Au moment où la menace grandit sur les primates au point de redouter une extinction complète des singes, les scientifiques découvrent une extraordinaire diversité d’espèces restée insoupçonnée.
Publié le 7 décembre 2021
Comme tous les pans de la biodiversité, les primates sont fortement impactés par le changement climatique et les activités humaines. 125 espèces sont classées « en danger d’extinction » sur la liste rouge de l’UICN*, et 65 espèces sont même en « danger critique ». Une étude estime qu’au vu des menaces, d’ici 20 à 45 ans, l’un des deux grands sous-ensembles de primates, celui des singes, pourrait disparaître. L’autre sous-ensemble, celui des strepsirrhiniens, dont font notamment partie les lémurs, est également gravement touché. Essentiellement implanté à Madagascar, il subit une sévère perte d’habitats liée à la déforestation.
Parallèlement, il n’y a jamais eu autant d’espèces de primates connues et leur nombre s’accroît.

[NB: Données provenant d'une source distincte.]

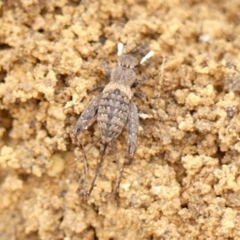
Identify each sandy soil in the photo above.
[0,0,240,240]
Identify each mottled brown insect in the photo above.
[73,44,153,197]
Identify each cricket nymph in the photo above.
[73,42,153,197]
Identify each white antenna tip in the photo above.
[140,51,154,64]
[118,42,123,56]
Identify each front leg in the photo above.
[113,101,139,197]
[127,101,139,160]
[103,59,111,78]
[72,94,102,140]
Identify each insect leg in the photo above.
[103,59,111,78]
[113,101,139,195]
[72,94,102,142]
[87,143,107,198]
[72,94,101,174]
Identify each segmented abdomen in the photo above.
[97,89,130,143]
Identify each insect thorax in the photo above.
[97,89,130,143]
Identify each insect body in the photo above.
[73,44,153,197]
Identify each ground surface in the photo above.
[0,0,240,240]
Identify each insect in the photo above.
[72,43,154,198]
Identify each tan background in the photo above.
[0,0,240,240]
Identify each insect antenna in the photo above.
[88,143,108,198]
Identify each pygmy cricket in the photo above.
[73,43,154,198]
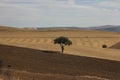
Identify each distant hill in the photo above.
[36,27,84,30]
[110,42,120,49]
[86,25,120,32]
[36,25,120,32]
[0,26,35,32]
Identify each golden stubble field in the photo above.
[0,30,120,61]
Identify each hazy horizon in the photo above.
[0,0,120,27]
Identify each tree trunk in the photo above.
[61,46,64,53]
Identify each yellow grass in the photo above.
[0,30,120,61]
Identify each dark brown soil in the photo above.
[0,45,120,80]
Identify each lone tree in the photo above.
[54,36,72,53]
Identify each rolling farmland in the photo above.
[0,30,120,60]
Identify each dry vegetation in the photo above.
[0,28,120,60]
[0,27,120,80]
[0,45,120,80]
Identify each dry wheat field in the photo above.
[0,27,120,80]
[0,29,120,60]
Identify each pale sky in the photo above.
[0,0,120,27]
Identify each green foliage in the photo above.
[54,36,72,52]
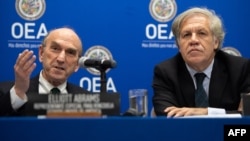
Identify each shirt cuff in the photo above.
[208,107,226,115]
[10,87,28,110]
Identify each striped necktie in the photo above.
[50,87,61,94]
[195,73,208,107]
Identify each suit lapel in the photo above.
[27,74,39,93]
[209,58,228,107]
[178,55,195,106]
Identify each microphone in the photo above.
[78,56,116,69]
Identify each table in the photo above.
[0,117,250,141]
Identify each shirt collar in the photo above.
[39,70,67,93]
[186,59,214,79]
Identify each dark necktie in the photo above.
[50,87,60,94]
[194,73,208,107]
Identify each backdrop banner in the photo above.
[0,0,250,113]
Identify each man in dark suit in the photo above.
[152,8,250,117]
[0,27,88,116]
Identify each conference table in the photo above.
[0,116,250,141]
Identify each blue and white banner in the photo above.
[0,0,250,113]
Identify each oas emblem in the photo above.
[16,0,46,21]
[221,47,241,56]
[149,0,177,22]
[84,45,113,75]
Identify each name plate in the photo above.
[25,93,120,117]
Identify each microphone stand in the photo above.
[95,66,108,94]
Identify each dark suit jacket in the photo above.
[152,51,250,115]
[0,75,89,116]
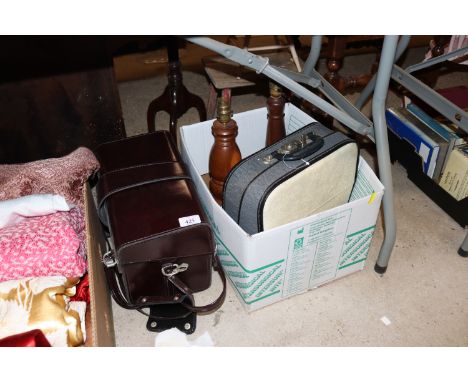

En 1967, 190 espèces de primates avaient été décrites. Aujourd’hui, on en dénombre plus de 500. C’est le résultat de ce que l’on peut appeler une « inflation taxinomique* ». Il ne s’agit pas de spéciations, c’est-à-dire d’apparitions d’espèces véritablement nouvelles, car le processus évolutif est bien trop long pour que nous puissions l’observer à l’échelle humaine. Ces espèces existaient, mais restaient inconnues soit parce qu’elles n’avaient jamais été vues, soit parce qu’elles n’avaient pas été différenciées d’une autre espèce. Pour les titis, des singes d’Amérique du Sud, le nombre d’espèces est par exemple passé de 3 à 34 entre 1963 et aujourd’hui.
Ces définitions peuvent paraître artificielles, mais il est nécessaire d’avoir un cadre spécifique pour savoir précisément de quoi on parle. L’espèce est l’unité de base. Pour évaluer l’état de la biodiversité et des écosystèmes, il est important de connaître quelles sont les espèces en présence. De plus, les mesures de conservation sont souvent prises en faveur d’une espèce, et non de populations vulnérables. La reconnaissance au rang d’espèce représente donc un levier. En 2017, une nouvelle espèce d’orang-outan a ainsi été décrite à partir d’une population constituée de ce qui était jusqu’alors considéré comme une sous-espèce. En danger critique d’extinction, cette nouvelle espèce a immédiatement fait l’objet de recommandations pour permettre sa survie. Le cas des primates nous montre combien nous connaissons mal la biodiversité actuelle, et c’est y compris vrai pour celle qui nous est proche. Conduire des inventaires naturalistes dans sa commune apparaît un bon moyen de l’appréhender, pour ensuite mieux comprendre comment nos activités peuvent l’impacter.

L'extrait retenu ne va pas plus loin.